The Hedgehog (Hh) family of proteins coordinates cellular growth and differentiation in a number of developmental contexts by eliciting graded responses in the cells surrounding Hh-producing cells. Aberrant Hh pathway activity is associated with developmental deformities of the face and forebrain, and prevalent cancers such as prostate cancer and basal cell carcinoma (BCC). Understanding how the Hh signal is conveyed from the extracellular milieu to intracellular effectors is therefore pivotal to the successful prevention, detection, and treatment of these and other diseases associated with Hh signaling. This proposal focuses on the mechanisms that allow cellular recognition of the secreted Hh protein at the plasma membrane and subsequent transduction of a signal across the membrane to induce specific intracellular responses. Direct interaction of Hh with the twelve transmembrane protein Patched (Ptc) is required for relinquishing Ptc-mediated suppression of the seven transmembrane protein Smoothened (Smo) in target cells. This interaction is facilitated by Dally-like protein (Dip), a heparan sulfate proteoglycan, and CG9211, a member of the immunoglobulin (Ig) superfamily of receptors. Activated Smo transduces a signal across the membrane in a process that involves recruiting to its cytoplasmic tail a large regulatory complex that includes the transcription factor Cubitus interruptus (Ci). The mechanisms by which Dip, CG9211, and these cytoplasmic protein-protein interactions contribute to Hh pathway response are unclear. In order to study reception and transmission of the Hh signal at the cell membrane, we have developed novel tools that include cultured cell-based assays for pathway responsiveness, reagents for isolating and detecting Hh signaling complexes, and double-stranded RNA libraries that inhibit specific gene function in Drosophila and mouse by RNA-mediated interference (RNAi). By incorporating these tools in a biochemically- and genetically-based strategy, we propose to: 1) determine how Hh signal is sensed at the cell membrane, 2) determine how Smo transduces the Hh signal to cytoplasmic components, and 3) identify Hh pathway components by systematically testing gene function using RNAi-based technology.

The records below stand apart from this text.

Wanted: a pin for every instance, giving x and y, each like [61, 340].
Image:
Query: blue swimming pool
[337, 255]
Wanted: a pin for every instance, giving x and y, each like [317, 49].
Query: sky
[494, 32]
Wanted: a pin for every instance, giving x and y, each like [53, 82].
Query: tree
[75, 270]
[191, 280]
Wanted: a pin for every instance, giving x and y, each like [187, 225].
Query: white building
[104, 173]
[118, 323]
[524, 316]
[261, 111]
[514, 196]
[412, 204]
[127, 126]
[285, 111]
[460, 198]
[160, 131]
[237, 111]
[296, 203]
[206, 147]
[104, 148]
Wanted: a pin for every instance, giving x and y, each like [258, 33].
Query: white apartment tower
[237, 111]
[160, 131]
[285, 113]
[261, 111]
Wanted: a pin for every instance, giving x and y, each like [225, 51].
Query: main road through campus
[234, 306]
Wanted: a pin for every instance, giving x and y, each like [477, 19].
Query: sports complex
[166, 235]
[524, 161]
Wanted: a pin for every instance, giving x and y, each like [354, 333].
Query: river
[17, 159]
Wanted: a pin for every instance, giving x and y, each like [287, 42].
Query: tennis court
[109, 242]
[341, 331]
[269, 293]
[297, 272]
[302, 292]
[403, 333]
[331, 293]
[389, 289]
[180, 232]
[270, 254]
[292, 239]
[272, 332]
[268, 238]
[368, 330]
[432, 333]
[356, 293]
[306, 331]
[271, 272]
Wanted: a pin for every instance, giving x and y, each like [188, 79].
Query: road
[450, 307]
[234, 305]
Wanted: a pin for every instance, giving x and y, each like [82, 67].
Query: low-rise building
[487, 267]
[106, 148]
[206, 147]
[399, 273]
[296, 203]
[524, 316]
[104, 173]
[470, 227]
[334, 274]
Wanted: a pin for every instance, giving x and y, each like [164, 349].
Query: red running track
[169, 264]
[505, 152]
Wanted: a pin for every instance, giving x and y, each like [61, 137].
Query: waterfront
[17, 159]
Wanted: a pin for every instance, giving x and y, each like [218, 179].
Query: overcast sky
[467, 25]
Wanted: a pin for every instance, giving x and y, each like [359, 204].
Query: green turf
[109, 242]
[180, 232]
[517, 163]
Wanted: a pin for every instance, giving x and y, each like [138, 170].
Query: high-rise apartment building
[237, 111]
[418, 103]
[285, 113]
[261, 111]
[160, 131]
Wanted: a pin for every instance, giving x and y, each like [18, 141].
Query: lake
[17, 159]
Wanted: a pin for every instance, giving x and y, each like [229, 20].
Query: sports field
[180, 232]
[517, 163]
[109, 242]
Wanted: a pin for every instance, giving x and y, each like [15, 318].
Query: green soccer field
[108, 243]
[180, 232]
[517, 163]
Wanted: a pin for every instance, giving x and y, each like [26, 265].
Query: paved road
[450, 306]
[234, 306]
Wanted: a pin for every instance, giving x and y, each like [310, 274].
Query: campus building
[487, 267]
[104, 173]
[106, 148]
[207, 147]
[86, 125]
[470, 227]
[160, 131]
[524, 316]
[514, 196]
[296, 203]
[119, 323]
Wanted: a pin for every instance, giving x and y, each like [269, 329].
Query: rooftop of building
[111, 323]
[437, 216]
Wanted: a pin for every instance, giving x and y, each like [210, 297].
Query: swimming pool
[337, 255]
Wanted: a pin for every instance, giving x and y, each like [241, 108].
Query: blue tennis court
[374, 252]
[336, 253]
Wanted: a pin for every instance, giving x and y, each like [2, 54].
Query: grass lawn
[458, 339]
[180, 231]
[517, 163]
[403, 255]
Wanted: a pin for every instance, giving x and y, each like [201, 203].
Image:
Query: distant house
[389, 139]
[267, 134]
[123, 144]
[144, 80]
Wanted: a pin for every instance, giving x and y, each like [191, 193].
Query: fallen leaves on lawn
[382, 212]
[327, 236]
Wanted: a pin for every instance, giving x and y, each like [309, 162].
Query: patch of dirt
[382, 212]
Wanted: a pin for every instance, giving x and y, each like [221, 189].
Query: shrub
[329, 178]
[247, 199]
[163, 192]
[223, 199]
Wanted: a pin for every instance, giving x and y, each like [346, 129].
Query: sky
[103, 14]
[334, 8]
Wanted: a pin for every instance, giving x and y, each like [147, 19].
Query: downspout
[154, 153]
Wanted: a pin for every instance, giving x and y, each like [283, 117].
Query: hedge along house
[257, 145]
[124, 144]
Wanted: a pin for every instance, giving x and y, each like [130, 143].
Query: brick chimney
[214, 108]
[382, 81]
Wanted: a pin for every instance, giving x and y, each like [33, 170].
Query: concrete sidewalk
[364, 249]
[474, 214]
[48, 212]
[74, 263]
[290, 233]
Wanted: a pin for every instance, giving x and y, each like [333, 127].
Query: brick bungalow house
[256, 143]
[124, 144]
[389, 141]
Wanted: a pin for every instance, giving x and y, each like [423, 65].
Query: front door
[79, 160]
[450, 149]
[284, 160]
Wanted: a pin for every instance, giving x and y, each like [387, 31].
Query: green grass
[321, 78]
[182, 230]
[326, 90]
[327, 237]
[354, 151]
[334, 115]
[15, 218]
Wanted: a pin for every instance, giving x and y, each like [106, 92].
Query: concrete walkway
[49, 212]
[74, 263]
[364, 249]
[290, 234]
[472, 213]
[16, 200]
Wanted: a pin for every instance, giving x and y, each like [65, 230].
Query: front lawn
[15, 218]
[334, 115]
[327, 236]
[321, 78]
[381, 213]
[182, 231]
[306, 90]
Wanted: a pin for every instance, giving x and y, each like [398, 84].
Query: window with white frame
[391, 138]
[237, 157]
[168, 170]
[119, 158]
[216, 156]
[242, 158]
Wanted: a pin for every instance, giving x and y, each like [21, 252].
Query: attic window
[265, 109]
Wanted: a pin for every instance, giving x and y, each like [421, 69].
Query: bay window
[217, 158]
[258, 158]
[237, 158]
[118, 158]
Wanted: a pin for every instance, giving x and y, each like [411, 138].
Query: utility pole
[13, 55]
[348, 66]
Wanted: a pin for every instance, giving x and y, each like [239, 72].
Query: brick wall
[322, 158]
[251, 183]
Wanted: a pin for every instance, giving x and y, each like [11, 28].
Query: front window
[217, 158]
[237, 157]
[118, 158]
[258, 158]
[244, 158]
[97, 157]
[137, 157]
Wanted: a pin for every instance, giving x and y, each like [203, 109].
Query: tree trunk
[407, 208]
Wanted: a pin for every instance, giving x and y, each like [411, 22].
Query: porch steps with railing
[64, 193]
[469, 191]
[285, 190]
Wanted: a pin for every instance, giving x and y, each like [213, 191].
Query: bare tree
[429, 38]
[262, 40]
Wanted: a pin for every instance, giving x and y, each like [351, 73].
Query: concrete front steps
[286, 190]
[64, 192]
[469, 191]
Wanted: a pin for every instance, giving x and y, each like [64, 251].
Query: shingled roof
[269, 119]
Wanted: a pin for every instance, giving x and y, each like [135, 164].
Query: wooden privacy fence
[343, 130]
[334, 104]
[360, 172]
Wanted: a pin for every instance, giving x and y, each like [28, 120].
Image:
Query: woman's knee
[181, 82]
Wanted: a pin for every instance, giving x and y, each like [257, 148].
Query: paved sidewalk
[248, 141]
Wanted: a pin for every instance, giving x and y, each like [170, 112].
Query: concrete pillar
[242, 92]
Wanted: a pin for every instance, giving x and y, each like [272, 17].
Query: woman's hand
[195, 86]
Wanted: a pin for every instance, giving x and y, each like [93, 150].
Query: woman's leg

刺猬（HH）蛋白质家族在许多人中协调细胞的生长和分化。 通过在产生HH产生细胞周围的细胞中引起分级反应的发育环境。异常 HH途径活动与面部和前脑的发育畸形有关，并且普遍存在 前列腺癌和基底细胞癌（BCC）等癌症。了解HH信号的方式 因此，从细胞外环境传达到细胞内效应子是成功的 与HH信号相关的这些疾病的预防，检测和治疗。这个建议 重点关注允许血浆中分泌HH蛋白的细胞识别的机制 膜以及随后在整个膜上的信号转导，以诱导特定的细胞内 回答。 HH与十二个跨膜蛋白（PTC）的直接相互作用是需要的 放弃PTC介导的抑制在靶标中七个跨膜蛋白平滑（SMO）的抑制 细胞。这种相互作用是由硫酸乙酰肝素蛋白聚糖和cg9211，a促进的蛋白质（DIP）促进的 免疫球蛋白（IG）受体超家族的成员。激活的SMO在跨整个 膜在涉及招募其细胞质尾部的过程中 转录因子Cubitus Intruptus（CI）。浸入CG9211的机制以及这些机制 细胞质蛋白 - 蛋白质相互作用有助于HH途径反应。 为了研究细胞膜HH信号的接收和传播，我们有 开发的新型工具，包括基于培养细胞的途径响应能力的培养细胞测定法， 分离和检测HH信号传导复合物以及抑制特定基因的双链RNA库 RNA介导的干扰（RNAi）在果蝇和小鼠中的功能。通过将这些工具合并到 基于生化和遗传学的策略，我们建议：1）确定如何在 细胞膜，2）确定SMO如何转导HH信号到细胞质成分，3）识别 HH途径组件通过使用基于RNAi的技术系统测试基因功能。